At Waterstons we like to sharpen our creative thinking and test out new technology to find out how it can solve problems and transform how we work. Our team decided to see if we could use technology to make finding relevant research materials in libraries more efficient. For those who have recently spent time trying to find resources in a library you’ll understand the frustration that comes from trying to use library search terminals. Search terminals are touch screen computers, which allows readers to search the library’s resources, giving them a list and a reference to each book.
The terminals I’ve come across are difficult to use due to an awkward touch screen and keyboard layout, but they also require very specific words to be returned, otherwise you can end up with an e-book, and who would want to read an e-book in a search terminal? To cut a long story short– they‘re just not user friendly! We thought it would be a great idea to develop an application that allows students to search for books in a different way – a fully automated way!
Using Microsoft Cognitive Services we utilised the Computer Vision API which takes an image from a camera and returns what text is on it using the Optical Character Recognition (OCR) which I am sure many of us have used before when scanning an image and turning it into PDF! Then, simply for demo purposes, we passed the data received to another API. First we tried the Academic Knowledge API as part of the cognitive services offering, but disappointingly that only returned papers and journals on the subject searched and that was very limiting.
We decided that using Google Books as the API was the best option. Google has been growing their books offering and it was relatively straightforward to implement, allowing us to get many similar books on the subject area by simply putting some text into a search box. If a student has a similar book they can just present it into the system and it will return similar resources using text recognition. In an ideal environment the Google Books results can be replaced by hooking it up to the internal library system, meaning that searching for resources can now be more interactive and easier by simply waving a book across a camera.
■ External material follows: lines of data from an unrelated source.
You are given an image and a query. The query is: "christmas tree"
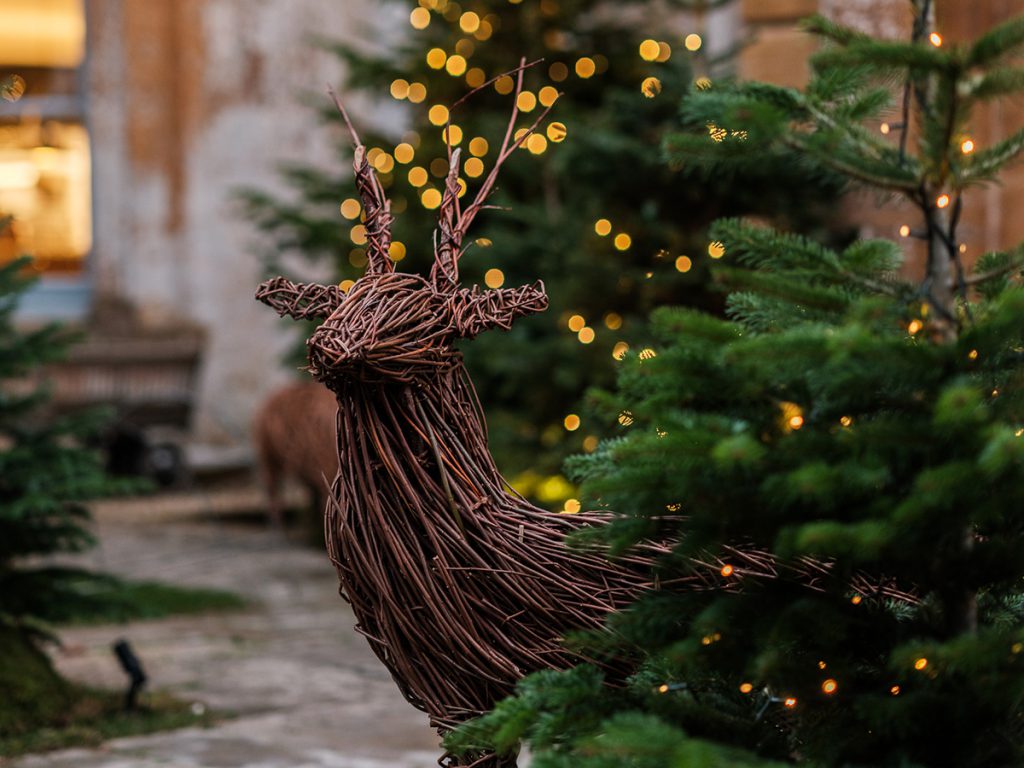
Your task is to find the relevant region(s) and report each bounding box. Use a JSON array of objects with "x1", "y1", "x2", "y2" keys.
[
  {"x1": 246, "y1": 0, "x2": 839, "y2": 506},
  {"x1": 453, "y1": 7, "x2": 1024, "y2": 768}
]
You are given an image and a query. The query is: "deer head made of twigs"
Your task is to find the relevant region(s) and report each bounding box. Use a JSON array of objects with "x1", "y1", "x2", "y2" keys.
[{"x1": 256, "y1": 60, "x2": 550, "y2": 386}]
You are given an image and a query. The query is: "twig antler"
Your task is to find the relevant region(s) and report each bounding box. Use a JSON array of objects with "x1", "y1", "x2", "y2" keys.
[
  {"x1": 328, "y1": 87, "x2": 394, "y2": 274},
  {"x1": 430, "y1": 57, "x2": 561, "y2": 290}
]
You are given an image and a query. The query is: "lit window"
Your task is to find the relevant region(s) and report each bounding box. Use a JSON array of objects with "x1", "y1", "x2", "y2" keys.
[{"x1": 0, "y1": 0, "x2": 92, "y2": 274}]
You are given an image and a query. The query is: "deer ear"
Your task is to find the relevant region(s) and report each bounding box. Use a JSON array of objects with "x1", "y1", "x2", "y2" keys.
[{"x1": 449, "y1": 281, "x2": 548, "y2": 339}]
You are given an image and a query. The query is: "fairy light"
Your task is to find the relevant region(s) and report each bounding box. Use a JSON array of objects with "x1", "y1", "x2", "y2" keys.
[
  {"x1": 391, "y1": 78, "x2": 409, "y2": 99},
  {"x1": 427, "y1": 104, "x2": 447, "y2": 126},
  {"x1": 444, "y1": 53, "x2": 466, "y2": 77},
  {"x1": 459, "y1": 10, "x2": 480, "y2": 35},
  {"x1": 526, "y1": 133, "x2": 548, "y2": 155},
  {"x1": 483, "y1": 268, "x2": 505, "y2": 288},
  {"x1": 441, "y1": 125, "x2": 462, "y2": 146},
  {"x1": 340, "y1": 198, "x2": 362, "y2": 219},
  {"x1": 575, "y1": 56, "x2": 597, "y2": 80},
  {"x1": 409, "y1": 8, "x2": 430, "y2": 30},
  {"x1": 409, "y1": 83, "x2": 427, "y2": 104},
  {"x1": 420, "y1": 186, "x2": 441, "y2": 210},
  {"x1": 427, "y1": 48, "x2": 447, "y2": 70},
  {"x1": 640, "y1": 77, "x2": 662, "y2": 98},
  {"x1": 515, "y1": 91, "x2": 537, "y2": 112},
  {"x1": 545, "y1": 121, "x2": 568, "y2": 144},
  {"x1": 640, "y1": 39, "x2": 662, "y2": 61}
]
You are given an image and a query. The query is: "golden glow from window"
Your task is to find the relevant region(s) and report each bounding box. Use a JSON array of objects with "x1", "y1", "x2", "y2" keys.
[
  {"x1": 0, "y1": 120, "x2": 92, "y2": 273},
  {"x1": 0, "y1": 0, "x2": 85, "y2": 69}
]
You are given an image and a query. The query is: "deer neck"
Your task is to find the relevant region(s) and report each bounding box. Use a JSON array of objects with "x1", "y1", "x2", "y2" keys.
[{"x1": 327, "y1": 360, "x2": 508, "y2": 509}]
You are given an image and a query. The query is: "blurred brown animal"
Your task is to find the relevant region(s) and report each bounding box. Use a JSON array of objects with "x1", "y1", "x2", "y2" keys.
[{"x1": 253, "y1": 382, "x2": 338, "y2": 526}]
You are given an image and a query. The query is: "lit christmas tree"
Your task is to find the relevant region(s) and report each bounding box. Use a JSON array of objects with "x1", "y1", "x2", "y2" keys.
[
  {"x1": 247, "y1": 0, "x2": 838, "y2": 508},
  {"x1": 453, "y1": 7, "x2": 1024, "y2": 768}
]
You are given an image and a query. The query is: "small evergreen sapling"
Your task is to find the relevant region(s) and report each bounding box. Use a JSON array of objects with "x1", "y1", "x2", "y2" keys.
[{"x1": 454, "y1": 6, "x2": 1024, "y2": 768}]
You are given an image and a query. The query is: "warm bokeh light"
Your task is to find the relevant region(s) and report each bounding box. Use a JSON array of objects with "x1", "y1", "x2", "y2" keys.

There are other potential uses for the technology we investigated. A simple use would be to automate many basic data entry tasks. The API was very good at recognising text, and therefore could be used to pre-populate forms, only requiring a user to correct any issues from the data entry, potentially providing huge efficiency gains. Similarly, being able to automatically read a standard label and pull in the text to a high degree of accuracy would allow luggage labels in an airport, or perhaps pallets in a warehouse to be identified automatically, quickly and with minimal cost.